2. If Conda is also deployed on the host, the path can be chosen so that the distribution is deployed in a named Conda environment. For this, use option -n DESIRED-ENVIRONMENT-NAME.
   • Remark that if the host has Conda, it will still see the Python distribution deployed using -p as an environment, but not an environment with a name unless the path is a child of a directory listed under envs_dirs (check conda config --show envs_dirs).
3. If one would like to use a Python distribution that is already deployed on the system, one can create and activate a virtual environment, then run the installer without any of the options -n or -p. This will pip-install the wheels corresponding to the Tutte Institute tools and their dependencies in the currently active environment.

Finally, installation tasks are, by default, confirmed interactively in the shell. To bypass this confirmation and just carry on in any case, use option -q.

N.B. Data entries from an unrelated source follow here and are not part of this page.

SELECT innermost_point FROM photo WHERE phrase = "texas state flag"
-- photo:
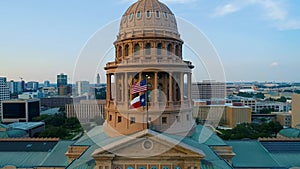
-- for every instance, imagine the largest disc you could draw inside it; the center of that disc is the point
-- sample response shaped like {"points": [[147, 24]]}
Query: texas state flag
{"points": [[138, 101]]}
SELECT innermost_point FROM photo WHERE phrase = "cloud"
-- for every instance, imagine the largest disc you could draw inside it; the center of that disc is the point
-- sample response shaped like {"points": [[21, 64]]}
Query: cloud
{"points": [[274, 64], [167, 1], [272, 10]]}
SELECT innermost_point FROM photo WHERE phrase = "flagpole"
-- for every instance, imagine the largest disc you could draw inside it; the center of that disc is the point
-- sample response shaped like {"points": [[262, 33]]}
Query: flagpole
{"points": [[147, 115]]}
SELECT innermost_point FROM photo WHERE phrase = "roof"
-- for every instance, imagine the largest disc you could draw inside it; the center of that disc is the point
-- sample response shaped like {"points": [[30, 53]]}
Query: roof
{"points": [[290, 133], [54, 156], [286, 153], [251, 154], [26, 125], [50, 111]]}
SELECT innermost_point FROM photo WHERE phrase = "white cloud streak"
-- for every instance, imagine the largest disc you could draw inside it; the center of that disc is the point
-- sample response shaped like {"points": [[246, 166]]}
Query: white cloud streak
{"points": [[272, 10]]}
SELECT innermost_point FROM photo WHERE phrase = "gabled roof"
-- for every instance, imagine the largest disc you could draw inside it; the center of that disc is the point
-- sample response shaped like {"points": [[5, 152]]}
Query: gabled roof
{"points": [[152, 135], [211, 160]]}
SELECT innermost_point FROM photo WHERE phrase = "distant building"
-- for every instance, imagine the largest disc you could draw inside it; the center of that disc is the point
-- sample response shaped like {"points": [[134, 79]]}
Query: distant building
{"points": [[30, 95], [4, 92], [295, 110], [59, 101], [285, 119], [208, 90], [32, 86], [31, 128], [62, 84], [46, 83], [49, 91], [82, 87], [98, 79], [34, 153], [86, 110], [15, 87], [20, 110], [227, 115]]}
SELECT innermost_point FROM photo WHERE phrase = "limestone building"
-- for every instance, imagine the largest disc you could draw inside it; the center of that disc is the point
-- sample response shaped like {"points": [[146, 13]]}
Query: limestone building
{"points": [[160, 132]]}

Step 4: using the installed Python distribution

Depending on the installation type, one either gets a Python virtual environment or a Conda environment. In the former case, one uses it by activating the environment per usual. For the usual Bash/Zsh shell,

source path/to/environment/bin/activate

There are alternative activation scripts for Powershell, Tcsh or Fish.

If instead the installation was complete, as performed using either the -n or -p flags of the installer, then the distribution works as a Conda environment. If Conda is also deployed (and set up for the user's shell) on this air-gapped host, one can use

conda activate name-of-environment  # Instealled with -n name-of-environment
conda activate path-to-environment  # Installed with -p path/to/environment

Short of using Conda, activating such an environment merely involves tweaking the value of a set of environment variables. For a basic Python distribution, the only variable that strictly needs tweaking is PATH. Thus, running in one's shell the Bash/Zsh equivalent to

export PATH="$(realpath path/to/environment):$PATH"

should suffice to make the distribution's python, pip and other executables pre-eminent, and thus the environment active. For the sake of convenience, the distribution comes with a utility script named startshell. This tool starts a subshell (using the user's $SHELL, falling back on /bin/bash) where this PATH tweaking is done. startshell takes and relays all its parameters to the shell it starts, so it can also be used as a launcher for the tools in the environment. For instance:

path/to/environment/bin/startshell -c 'echo $PATH'

yields

/root/to/working/directory/path/to/environment/bin:<rest of what was in PATH>

More typically, one simply runs

path/to/environment/bin/startshell

so as to have a shell duly set up for using the installed Python distribution and tools.